The minority shareholders of Kazakhstan's lucrative energy firm, KazMunaiGas Exploration and Production (KMG EP), will vote Aug. 3 on whether to sell their shares to the firm's parent company, effectively consolidating the two. The parent company, KazMunaiGas (KMG), is fully owned by the state and is involved in some capacity in most of the country's major energy projects. KMG currently owns 57 percent of KMG EP, but the subsidiary has been fairly autonomous since its foundation — a fact that has at times put the two at odds.

KMG has a reputation for being highly political, bullying its way into the three major international projects in the country: Kashagan, Tengiz and Karachaganak. It changed the country's laws on energy, levied outlandish fines and amended contracts with international energy firms to ensure that it had a sizable stake in each of the three projects. Such behavior has kept many foreign firms from expanding cooperation with or investment in Kazakhstan. KMG EP, by contrast, is known for operating in line with standard international corporate governance practices, making it the preferred partner of foreign firms and investors.

With low oil prices weakening Kazakhstan's financial position, KMG is looking to gain full control of KMG EP. It first proposed buying out the subsidiary's minority shareholders in July 2014, but under political pressure from KMG EP's board it retracted its offer in December 2015. Since then, however, KMG's position has only worsened. Though it experienced a slight uptick in profits in 2015, it was wholly due to the government's currency manipulations — in return for which it paid higher taxes. In actuality, KMG's revenue is half of what it was in 2011, and it owes $17 billion over the next four years. The company already put off nearly all of its planned maintenance and upgrades in 2015 and 2016, and it has deferred large strategic investment projects beyond 2017. With its options exhausted, KMG is once again turning to KMG EP, which has made a decent recovery from the steep drop in oil prices, has minimal debt and currently holds $3.1 billion in cash.
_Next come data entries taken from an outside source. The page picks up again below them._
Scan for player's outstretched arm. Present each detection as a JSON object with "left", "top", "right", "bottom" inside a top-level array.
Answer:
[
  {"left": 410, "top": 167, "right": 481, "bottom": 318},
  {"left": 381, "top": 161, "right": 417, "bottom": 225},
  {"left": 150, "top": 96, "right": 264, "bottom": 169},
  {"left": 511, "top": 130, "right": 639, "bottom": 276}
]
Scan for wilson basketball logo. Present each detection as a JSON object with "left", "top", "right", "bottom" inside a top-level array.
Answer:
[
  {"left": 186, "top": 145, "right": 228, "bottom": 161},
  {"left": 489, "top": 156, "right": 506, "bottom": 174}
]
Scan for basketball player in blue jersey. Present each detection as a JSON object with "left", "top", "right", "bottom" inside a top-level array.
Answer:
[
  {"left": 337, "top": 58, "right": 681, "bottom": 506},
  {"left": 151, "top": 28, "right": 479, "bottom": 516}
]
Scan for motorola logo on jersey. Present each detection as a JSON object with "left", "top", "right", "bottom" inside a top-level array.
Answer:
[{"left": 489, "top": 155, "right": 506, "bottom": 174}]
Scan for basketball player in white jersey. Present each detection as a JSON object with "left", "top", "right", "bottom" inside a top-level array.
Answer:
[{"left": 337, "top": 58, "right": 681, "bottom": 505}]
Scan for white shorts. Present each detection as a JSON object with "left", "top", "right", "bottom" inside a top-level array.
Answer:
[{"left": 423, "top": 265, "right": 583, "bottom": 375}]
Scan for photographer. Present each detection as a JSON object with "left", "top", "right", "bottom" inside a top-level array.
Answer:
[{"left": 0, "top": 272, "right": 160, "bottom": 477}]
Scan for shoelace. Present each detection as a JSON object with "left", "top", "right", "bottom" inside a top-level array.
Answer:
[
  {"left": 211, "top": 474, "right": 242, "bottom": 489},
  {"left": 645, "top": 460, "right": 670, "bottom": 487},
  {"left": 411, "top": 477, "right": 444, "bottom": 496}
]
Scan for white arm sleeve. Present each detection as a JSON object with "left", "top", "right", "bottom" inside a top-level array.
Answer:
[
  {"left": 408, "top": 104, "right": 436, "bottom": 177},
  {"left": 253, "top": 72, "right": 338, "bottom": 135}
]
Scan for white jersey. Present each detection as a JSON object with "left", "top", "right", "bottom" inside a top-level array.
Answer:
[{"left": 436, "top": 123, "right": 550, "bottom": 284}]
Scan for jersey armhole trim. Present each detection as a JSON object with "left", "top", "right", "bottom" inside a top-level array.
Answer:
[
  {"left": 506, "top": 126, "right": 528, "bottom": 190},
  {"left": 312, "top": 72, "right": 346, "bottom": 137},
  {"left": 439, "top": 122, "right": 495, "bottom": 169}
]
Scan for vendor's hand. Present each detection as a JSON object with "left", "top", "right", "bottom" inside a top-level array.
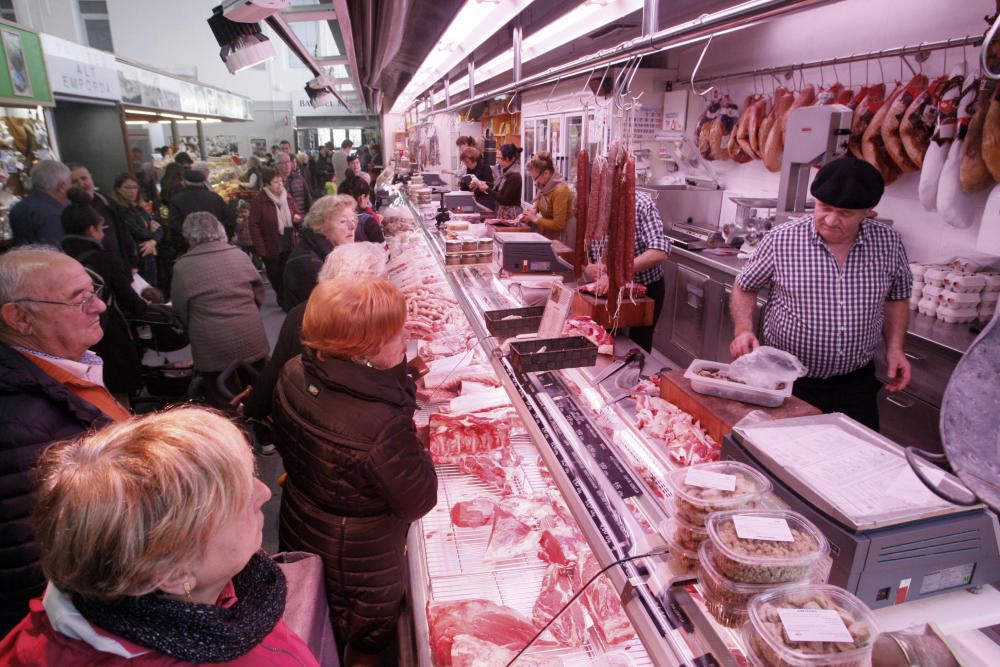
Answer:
[
  {"left": 729, "top": 331, "right": 760, "bottom": 359},
  {"left": 885, "top": 350, "right": 911, "bottom": 392}
]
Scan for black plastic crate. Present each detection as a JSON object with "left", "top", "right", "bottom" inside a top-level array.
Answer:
[
  {"left": 483, "top": 306, "right": 545, "bottom": 338},
  {"left": 509, "top": 336, "right": 597, "bottom": 373}
]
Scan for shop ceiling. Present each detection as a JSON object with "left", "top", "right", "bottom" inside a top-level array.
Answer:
[{"left": 343, "top": 0, "right": 848, "bottom": 112}]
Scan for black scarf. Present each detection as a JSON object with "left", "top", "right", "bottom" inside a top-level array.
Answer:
[{"left": 73, "top": 553, "right": 286, "bottom": 662}]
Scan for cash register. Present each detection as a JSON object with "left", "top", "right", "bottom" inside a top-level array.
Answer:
[{"left": 722, "top": 414, "right": 1000, "bottom": 608}]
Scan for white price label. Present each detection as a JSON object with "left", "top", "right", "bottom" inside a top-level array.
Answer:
[
  {"left": 684, "top": 468, "right": 736, "bottom": 491},
  {"left": 733, "top": 514, "right": 795, "bottom": 542},
  {"left": 778, "top": 609, "right": 854, "bottom": 644}
]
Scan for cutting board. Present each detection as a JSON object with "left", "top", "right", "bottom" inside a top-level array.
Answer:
[{"left": 660, "top": 369, "right": 822, "bottom": 443}]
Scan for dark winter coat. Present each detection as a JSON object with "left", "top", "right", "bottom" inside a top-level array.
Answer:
[
  {"left": 283, "top": 227, "right": 333, "bottom": 308},
  {"left": 63, "top": 234, "right": 146, "bottom": 394},
  {"left": 273, "top": 350, "right": 437, "bottom": 653},
  {"left": 0, "top": 342, "right": 111, "bottom": 635}
]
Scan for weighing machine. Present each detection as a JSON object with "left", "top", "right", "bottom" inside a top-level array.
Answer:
[
  {"left": 722, "top": 414, "right": 1000, "bottom": 608},
  {"left": 493, "top": 232, "right": 573, "bottom": 273}
]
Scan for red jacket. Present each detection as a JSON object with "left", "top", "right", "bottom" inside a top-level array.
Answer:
[
  {"left": 0, "top": 598, "right": 319, "bottom": 667},
  {"left": 249, "top": 190, "right": 299, "bottom": 259}
]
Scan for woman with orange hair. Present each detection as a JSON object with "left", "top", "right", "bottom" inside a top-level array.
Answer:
[{"left": 273, "top": 277, "right": 437, "bottom": 665}]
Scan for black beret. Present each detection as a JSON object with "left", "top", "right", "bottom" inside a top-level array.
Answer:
[{"left": 809, "top": 157, "right": 885, "bottom": 209}]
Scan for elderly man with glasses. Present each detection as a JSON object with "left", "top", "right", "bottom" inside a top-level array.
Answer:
[{"left": 0, "top": 246, "right": 129, "bottom": 636}]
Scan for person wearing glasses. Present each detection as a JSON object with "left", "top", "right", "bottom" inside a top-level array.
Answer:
[{"left": 0, "top": 246, "right": 129, "bottom": 635}]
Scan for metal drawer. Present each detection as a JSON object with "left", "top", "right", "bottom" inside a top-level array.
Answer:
[{"left": 878, "top": 389, "right": 944, "bottom": 453}]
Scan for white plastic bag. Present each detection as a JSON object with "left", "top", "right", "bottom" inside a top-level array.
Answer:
[{"left": 729, "top": 345, "right": 808, "bottom": 389}]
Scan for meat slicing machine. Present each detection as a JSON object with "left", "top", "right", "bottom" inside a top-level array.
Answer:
[{"left": 775, "top": 104, "right": 852, "bottom": 225}]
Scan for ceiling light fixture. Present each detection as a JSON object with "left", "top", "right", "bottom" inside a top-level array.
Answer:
[{"left": 392, "top": 0, "right": 540, "bottom": 113}]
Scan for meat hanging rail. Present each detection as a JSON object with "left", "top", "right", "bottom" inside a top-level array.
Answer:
[{"left": 692, "top": 35, "right": 983, "bottom": 83}]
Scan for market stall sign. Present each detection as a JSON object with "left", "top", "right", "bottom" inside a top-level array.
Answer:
[
  {"left": 0, "top": 21, "right": 55, "bottom": 107},
  {"left": 41, "top": 33, "right": 121, "bottom": 102},
  {"left": 118, "top": 60, "right": 253, "bottom": 120}
]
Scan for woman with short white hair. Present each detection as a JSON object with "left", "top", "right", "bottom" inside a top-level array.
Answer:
[{"left": 171, "top": 213, "right": 271, "bottom": 407}]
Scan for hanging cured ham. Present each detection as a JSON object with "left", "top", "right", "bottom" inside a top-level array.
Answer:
[
  {"left": 918, "top": 64, "right": 965, "bottom": 211},
  {"left": 879, "top": 74, "right": 927, "bottom": 174}
]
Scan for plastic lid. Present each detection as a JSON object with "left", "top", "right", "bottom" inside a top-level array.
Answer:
[
  {"left": 706, "top": 509, "right": 830, "bottom": 568},
  {"left": 667, "top": 461, "right": 771, "bottom": 509},
  {"left": 743, "top": 584, "right": 879, "bottom": 667}
]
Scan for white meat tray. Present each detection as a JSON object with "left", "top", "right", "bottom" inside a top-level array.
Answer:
[{"left": 684, "top": 359, "right": 792, "bottom": 408}]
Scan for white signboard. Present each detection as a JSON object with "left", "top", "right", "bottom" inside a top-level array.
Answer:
[{"left": 40, "top": 33, "right": 121, "bottom": 102}]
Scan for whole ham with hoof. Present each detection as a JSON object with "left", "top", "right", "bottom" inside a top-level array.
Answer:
[{"left": 918, "top": 63, "right": 965, "bottom": 211}]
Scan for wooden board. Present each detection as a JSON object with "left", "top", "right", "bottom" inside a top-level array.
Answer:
[{"left": 660, "top": 369, "right": 822, "bottom": 443}]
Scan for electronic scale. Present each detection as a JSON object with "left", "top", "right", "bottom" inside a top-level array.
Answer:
[
  {"left": 493, "top": 232, "right": 573, "bottom": 273},
  {"left": 722, "top": 414, "right": 1000, "bottom": 608}
]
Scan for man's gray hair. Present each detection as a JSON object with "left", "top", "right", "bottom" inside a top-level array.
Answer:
[
  {"left": 319, "top": 242, "right": 389, "bottom": 281},
  {"left": 31, "top": 160, "right": 69, "bottom": 192},
  {"left": 0, "top": 245, "right": 76, "bottom": 306},
  {"left": 183, "top": 211, "right": 227, "bottom": 247}
]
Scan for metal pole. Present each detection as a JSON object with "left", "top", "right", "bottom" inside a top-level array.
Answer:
[
  {"left": 513, "top": 17, "right": 524, "bottom": 83},
  {"left": 642, "top": 0, "right": 660, "bottom": 37}
]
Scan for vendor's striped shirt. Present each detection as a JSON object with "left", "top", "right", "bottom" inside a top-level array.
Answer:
[{"left": 736, "top": 215, "right": 913, "bottom": 378}]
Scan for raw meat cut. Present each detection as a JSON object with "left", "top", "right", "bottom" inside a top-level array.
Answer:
[
  {"left": 428, "top": 413, "right": 510, "bottom": 464},
  {"left": 918, "top": 68, "right": 965, "bottom": 211},
  {"left": 427, "top": 599, "right": 551, "bottom": 665},
  {"left": 531, "top": 565, "right": 587, "bottom": 646},
  {"left": 580, "top": 553, "right": 635, "bottom": 644},
  {"left": 451, "top": 498, "right": 496, "bottom": 528},
  {"left": 879, "top": 74, "right": 927, "bottom": 173}
]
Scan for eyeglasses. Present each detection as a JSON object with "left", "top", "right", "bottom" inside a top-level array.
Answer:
[{"left": 15, "top": 285, "right": 105, "bottom": 312}]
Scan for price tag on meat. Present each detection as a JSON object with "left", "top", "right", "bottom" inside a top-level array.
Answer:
[
  {"left": 733, "top": 514, "right": 795, "bottom": 542},
  {"left": 778, "top": 609, "right": 854, "bottom": 644},
  {"left": 684, "top": 468, "right": 736, "bottom": 491}
]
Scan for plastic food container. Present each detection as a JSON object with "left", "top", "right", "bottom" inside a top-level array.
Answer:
[
  {"left": 666, "top": 461, "right": 771, "bottom": 537},
  {"left": 697, "top": 542, "right": 774, "bottom": 628},
  {"left": 684, "top": 359, "right": 792, "bottom": 408},
  {"left": 706, "top": 510, "right": 830, "bottom": 584},
  {"left": 742, "top": 584, "right": 879, "bottom": 667}
]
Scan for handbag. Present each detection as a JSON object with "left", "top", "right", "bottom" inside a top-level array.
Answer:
[{"left": 271, "top": 551, "right": 340, "bottom": 667}]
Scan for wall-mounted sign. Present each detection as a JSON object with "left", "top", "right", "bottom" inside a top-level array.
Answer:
[{"left": 40, "top": 33, "right": 121, "bottom": 102}]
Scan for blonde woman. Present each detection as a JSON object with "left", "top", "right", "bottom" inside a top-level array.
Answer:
[{"left": 0, "top": 408, "right": 318, "bottom": 667}]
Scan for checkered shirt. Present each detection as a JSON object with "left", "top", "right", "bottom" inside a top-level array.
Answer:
[
  {"left": 736, "top": 215, "right": 913, "bottom": 378},
  {"left": 587, "top": 192, "right": 670, "bottom": 285}
]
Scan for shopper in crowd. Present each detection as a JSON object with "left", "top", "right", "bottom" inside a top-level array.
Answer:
[
  {"left": 274, "top": 153, "right": 312, "bottom": 217},
  {"left": 167, "top": 162, "right": 236, "bottom": 255},
  {"left": 476, "top": 144, "right": 523, "bottom": 220},
  {"left": 459, "top": 146, "right": 496, "bottom": 209},
  {"left": 112, "top": 173, "right": 163, "bottom": 287},
  {"left": 282, "top": 195, "right": 358, "bottom": 310},
  {"left": 345, "top": 178, "right": 385, "bottom": 243},
  {"left": 274, "top": 277, "right": 437, "bottom": 665},
  {"left": 62, "top": 188, "right": 146, "bottom": 405},
  {"left": 331, "top": 139, "right": 354, "bottom": 192},
  {"left": 585, "top": 192, "right": 670, "bottom": 352},
  {"left": 0, "top": 407, "right": 318, "bottom": 667},
  {"left": 0, "top": 247, "right": 129, "bottom": 636},
  {"left": 171, "top": 212, "right": 271, "bottom": 407},
  {"left": 10, "top": 160, "right": 73, "bottom": 248},
  {"left": 68, "top": 163, "right": 139, "bottom": 270},
  {"left": 160, "top": 152, "right": 194, "bottom": 202},
  {"left": 249, "top": 167, "right": 302, "bottom": 310},
  {"left": 524, "top": 152, "right": 575, "bottom": 247},
  {"left": 240, "top": 155, "right": 261, "bottom": 192},
  {"left": 729, "top": 157, "right": 913, "bottom": 431},
  {"left": 243, "top": 243, "right": 389, "bottom": 420}
]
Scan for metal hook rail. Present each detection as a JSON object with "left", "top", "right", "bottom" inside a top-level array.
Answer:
[{"left": 691, "top": 34, "right": 980, "bottom": 87}]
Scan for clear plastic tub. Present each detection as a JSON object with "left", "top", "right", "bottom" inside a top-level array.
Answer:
[
  {"left": 697, "top": 542, "right": 775, "bottom": 628},
  {"left": 666, "top": 461, "right": 771, "bottom": 526},
  {"left": 742, "top": 584, "right": 879, "bottom": 667},
  {"left": 707, "top": 510, "right": 830, "bottom": 584},
  {"left": 684, "top": 359, "right": 792, "bottom": 408}
]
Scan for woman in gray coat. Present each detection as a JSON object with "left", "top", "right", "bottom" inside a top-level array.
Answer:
[{"left": 171, "top": 212, "right": 271, "bottom": 407}]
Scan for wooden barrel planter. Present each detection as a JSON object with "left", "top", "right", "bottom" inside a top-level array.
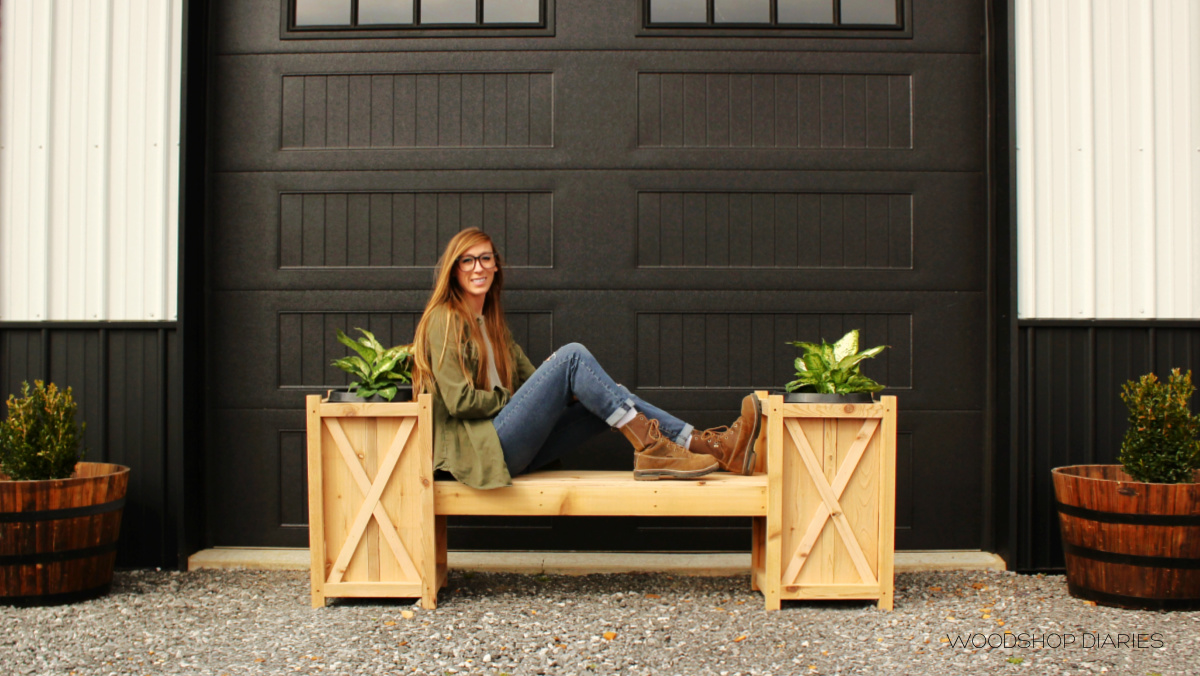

If the deal goes through, it will affect the entire Kazakh energy sector. KMG EP has planned to use its cash stockpiles to drill hundreds of new wells over the next two years as its current fields age and decline. Now the company is delaying those projects, waiting to see if its finances are plundered and if the payments owed to it by KMG will be paid. But even if it gets these things, the company will be stretched by government requirements to cover shortfalls in workers' salaries caused by currency instability and inflation. The firm's Western board members have also threatened to resign if the state allows KMG a full buyout. If they do, investor and business sentiment toward the firm and the country will deteriorate.